Daily Digest Market Movers: Gold price retreats while US Dollar strengthens

Gold prices are trending lower, dipping below the $2,030 mark, while the US Dollar strengthens ahead of the release of the United States core PCE price index data for January, scheduled for Thursday. This key inflation data will offer insights into when the Federal Reserve might consider adopting a more dovish stance in its monetary policy.

Market expectations anticipate a 0.4% month-on-month growth in the core PCE price index for January, compared to a 0.2% increase in December. Annual forecasts suggest a slight deceleration in the underlying inflation data to 2.8%, down from 2.9% in December. Persistent price pressures could provide the Federal Reserve with grounds to argue for maintaining restrictive interest rates in the first half of 2024.

Currently, the consensus among Fed policymakers aligns with market expectations, indicating no urgency to implement rate cuts. According to the CME FedWatch tool, interest rates are predicted to remain steady in the 5.25%-5.50% range for the March and May policy meetings. Traders assign a 50% probability of a 25 basis points rate cut during the June meeting.

Federal Reserve Governor Michelle Bowman echoed the sentiment of keeping interest rates stable, emphasizing that premature rate cuts could hinder progress in inflation easing towards the 2% target or reignite price pressures.
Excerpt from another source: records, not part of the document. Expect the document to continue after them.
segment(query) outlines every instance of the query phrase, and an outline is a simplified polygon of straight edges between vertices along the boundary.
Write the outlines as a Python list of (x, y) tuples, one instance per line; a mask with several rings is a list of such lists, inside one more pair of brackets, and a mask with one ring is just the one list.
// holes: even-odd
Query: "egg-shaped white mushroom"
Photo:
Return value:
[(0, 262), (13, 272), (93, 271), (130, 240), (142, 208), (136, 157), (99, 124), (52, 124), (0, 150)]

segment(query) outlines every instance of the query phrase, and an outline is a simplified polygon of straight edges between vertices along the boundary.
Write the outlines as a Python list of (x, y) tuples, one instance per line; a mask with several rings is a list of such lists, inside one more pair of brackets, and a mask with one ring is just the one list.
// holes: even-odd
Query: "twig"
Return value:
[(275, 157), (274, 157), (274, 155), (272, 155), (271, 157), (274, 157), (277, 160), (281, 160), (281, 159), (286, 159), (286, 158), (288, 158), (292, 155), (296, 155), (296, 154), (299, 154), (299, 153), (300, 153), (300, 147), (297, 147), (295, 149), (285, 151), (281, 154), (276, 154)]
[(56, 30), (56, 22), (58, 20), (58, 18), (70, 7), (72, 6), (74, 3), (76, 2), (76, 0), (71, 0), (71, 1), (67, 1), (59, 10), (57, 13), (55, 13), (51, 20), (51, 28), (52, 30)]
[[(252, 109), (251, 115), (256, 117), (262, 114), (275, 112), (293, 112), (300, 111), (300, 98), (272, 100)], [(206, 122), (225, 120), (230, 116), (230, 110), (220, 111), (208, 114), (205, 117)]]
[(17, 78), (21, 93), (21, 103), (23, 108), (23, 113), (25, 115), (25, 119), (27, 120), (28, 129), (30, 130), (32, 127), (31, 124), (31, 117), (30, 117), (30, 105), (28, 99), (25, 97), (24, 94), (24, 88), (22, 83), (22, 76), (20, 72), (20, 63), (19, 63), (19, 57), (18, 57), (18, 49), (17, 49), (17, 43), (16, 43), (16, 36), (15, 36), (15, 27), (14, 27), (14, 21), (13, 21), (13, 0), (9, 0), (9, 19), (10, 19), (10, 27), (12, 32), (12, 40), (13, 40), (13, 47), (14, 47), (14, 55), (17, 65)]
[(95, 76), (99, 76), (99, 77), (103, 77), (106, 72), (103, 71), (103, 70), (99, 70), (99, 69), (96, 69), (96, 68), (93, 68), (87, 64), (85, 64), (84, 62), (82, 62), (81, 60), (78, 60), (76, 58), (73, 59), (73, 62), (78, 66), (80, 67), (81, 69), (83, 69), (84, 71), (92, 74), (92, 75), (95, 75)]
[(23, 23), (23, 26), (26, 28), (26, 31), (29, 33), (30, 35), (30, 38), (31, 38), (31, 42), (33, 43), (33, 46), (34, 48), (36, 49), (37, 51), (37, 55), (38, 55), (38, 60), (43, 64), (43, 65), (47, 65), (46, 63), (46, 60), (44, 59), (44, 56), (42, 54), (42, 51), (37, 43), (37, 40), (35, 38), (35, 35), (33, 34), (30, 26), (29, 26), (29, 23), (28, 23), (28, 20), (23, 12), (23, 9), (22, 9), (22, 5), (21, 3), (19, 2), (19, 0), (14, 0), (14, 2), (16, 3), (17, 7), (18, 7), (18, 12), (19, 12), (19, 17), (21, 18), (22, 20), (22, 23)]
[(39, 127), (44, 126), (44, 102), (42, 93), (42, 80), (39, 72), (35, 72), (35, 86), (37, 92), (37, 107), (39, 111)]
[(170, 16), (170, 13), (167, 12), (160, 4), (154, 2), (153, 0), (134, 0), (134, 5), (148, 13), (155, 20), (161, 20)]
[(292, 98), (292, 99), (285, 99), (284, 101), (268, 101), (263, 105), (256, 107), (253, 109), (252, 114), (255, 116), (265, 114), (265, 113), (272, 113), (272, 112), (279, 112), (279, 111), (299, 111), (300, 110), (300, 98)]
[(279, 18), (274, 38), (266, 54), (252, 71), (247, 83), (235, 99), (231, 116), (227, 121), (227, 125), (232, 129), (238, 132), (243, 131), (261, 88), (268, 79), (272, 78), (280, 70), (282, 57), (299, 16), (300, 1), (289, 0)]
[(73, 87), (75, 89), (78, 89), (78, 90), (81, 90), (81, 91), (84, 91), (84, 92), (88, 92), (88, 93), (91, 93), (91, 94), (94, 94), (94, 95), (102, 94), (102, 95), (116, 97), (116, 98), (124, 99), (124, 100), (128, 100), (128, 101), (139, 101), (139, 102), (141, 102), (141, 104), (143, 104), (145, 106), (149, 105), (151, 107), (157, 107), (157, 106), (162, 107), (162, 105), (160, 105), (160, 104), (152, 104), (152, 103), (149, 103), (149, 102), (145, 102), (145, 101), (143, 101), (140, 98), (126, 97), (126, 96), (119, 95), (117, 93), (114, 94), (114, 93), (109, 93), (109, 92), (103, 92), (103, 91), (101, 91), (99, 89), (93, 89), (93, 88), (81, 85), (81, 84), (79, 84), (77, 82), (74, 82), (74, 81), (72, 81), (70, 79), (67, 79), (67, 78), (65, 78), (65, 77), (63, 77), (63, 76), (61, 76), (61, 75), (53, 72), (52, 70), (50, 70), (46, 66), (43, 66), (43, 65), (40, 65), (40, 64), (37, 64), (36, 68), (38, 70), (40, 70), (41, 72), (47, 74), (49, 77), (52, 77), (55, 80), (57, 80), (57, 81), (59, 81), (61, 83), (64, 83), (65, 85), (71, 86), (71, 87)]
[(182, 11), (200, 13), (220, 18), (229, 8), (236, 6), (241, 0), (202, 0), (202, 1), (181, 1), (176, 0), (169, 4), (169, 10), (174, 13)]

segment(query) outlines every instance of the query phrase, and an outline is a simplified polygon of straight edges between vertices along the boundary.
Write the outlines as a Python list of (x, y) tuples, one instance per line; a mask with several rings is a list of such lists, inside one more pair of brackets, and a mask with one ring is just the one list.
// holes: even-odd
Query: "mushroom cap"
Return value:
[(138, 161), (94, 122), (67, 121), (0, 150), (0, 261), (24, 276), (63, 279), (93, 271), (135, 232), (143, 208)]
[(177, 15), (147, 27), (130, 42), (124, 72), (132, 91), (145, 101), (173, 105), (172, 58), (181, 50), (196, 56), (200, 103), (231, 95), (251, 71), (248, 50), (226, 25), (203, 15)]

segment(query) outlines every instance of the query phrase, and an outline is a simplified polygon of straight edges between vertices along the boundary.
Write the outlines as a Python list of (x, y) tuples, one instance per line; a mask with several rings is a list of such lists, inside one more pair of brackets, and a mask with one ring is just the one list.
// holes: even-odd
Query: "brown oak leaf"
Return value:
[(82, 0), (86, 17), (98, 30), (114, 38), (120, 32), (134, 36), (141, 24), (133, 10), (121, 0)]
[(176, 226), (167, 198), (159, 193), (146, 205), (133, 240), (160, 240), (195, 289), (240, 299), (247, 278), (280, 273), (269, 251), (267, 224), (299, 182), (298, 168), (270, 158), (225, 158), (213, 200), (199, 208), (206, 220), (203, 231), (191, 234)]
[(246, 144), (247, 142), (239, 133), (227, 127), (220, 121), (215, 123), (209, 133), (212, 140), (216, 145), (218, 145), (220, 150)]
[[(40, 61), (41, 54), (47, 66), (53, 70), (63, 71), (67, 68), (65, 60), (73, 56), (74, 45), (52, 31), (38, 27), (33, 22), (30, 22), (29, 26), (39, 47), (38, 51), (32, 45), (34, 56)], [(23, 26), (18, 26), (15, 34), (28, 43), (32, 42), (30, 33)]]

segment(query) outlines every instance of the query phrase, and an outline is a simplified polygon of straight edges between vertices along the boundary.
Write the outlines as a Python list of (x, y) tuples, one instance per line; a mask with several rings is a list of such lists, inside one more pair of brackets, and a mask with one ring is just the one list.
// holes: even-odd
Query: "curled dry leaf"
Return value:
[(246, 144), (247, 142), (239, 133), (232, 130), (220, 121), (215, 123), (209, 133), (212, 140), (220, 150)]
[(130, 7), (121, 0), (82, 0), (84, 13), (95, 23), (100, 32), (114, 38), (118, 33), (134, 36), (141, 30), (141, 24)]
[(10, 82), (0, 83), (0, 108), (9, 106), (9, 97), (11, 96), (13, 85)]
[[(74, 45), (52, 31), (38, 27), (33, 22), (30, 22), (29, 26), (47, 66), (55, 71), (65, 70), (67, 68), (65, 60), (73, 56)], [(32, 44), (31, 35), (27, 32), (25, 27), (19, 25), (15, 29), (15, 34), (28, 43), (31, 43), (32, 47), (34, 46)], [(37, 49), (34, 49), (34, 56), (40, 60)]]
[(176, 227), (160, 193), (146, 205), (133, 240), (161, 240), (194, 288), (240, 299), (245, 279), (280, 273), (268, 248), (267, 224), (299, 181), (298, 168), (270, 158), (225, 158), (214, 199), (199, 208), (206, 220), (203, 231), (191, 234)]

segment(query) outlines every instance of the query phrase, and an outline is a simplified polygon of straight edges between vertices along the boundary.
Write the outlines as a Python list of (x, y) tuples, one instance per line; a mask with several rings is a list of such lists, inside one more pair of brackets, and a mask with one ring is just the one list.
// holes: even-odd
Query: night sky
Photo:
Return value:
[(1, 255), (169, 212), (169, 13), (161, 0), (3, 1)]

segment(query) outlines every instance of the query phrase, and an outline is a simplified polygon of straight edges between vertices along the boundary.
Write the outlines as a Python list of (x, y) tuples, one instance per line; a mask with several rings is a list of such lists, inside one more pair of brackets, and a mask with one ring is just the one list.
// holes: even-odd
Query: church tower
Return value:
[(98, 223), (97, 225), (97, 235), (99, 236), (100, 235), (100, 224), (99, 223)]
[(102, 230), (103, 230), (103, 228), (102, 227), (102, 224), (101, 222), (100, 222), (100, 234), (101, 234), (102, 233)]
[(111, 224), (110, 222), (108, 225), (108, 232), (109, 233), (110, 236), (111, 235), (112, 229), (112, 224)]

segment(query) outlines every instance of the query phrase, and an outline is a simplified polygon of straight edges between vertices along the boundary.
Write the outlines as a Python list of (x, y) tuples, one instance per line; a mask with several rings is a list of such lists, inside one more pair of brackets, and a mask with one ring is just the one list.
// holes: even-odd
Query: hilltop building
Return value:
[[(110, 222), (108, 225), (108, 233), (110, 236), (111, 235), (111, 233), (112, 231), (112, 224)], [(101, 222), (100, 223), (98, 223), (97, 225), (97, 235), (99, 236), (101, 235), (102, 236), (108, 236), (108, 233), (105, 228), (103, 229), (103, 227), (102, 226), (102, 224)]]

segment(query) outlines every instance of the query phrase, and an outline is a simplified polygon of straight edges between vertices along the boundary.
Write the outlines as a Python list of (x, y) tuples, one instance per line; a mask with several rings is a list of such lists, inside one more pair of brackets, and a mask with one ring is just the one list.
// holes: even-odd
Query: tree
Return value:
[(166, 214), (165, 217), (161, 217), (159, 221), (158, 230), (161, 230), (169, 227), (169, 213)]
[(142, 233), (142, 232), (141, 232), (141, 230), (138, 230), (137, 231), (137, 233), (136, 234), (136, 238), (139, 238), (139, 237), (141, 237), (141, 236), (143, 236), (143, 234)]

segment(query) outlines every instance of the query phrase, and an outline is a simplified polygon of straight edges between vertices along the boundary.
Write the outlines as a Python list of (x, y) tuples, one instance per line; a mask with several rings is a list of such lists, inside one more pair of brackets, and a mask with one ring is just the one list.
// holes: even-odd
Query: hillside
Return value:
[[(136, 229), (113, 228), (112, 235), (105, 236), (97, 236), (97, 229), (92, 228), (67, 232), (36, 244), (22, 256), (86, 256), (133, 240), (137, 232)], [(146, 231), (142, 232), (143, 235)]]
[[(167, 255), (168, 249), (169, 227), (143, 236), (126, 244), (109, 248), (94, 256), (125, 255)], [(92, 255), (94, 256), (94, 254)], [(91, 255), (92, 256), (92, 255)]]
Bowman highlighted strong inflation readings in January and a tight labor market, suggesting a slowdown in achieving the 2% inflation goal.

Meanwhile, the trajectory of the US Dollar will be influenced by the second estimate of Q4 Gross Domestic Product (GDP), set to be published at 13:30 GMT on Wednesday. Expectations are for the Q4 annualized GDP to remain unchanged at 3.3%. The US Dollar Index (DXY), reflecting the Greenback’s value against major currencies, has surged above 104.00 amid increased appeal for safe-haven assets due to uncertainty in US economic data.

Technical Analysis: Gold price falls after failing to recapture $2,040

The decline in Gold prices comes on the heels of unsuccessful attempts to breach the upper boundary of the Symmetrical Triangle pattern. This technical formation is delineated by the downward trendline originating from the December 28 high at $2,088 and the upward-sloping line stemming from the December 13 low at $1,973.

The Symmetrical Triangle pattern implies an impending breakout, with equal probabilities for an upward or downward move. However, the scales slightly tip in favor of a continuation in the direction of the pre-triangle trend, which, in this instance, suggests a potential upward movement. A clear breach beyond the boundaries of the triangle, whether above or below, would signal the initiation of a breakout.

The 14-period Relative Strength Index (RSI) hovers within the 40.00-60.00 range, indicating a sense of indecision among investors. This neutral RSI zone suggests that market participants are grappling with conflicting signals, further highlighting the uncertainty surrounding Gold’s near-term price direction.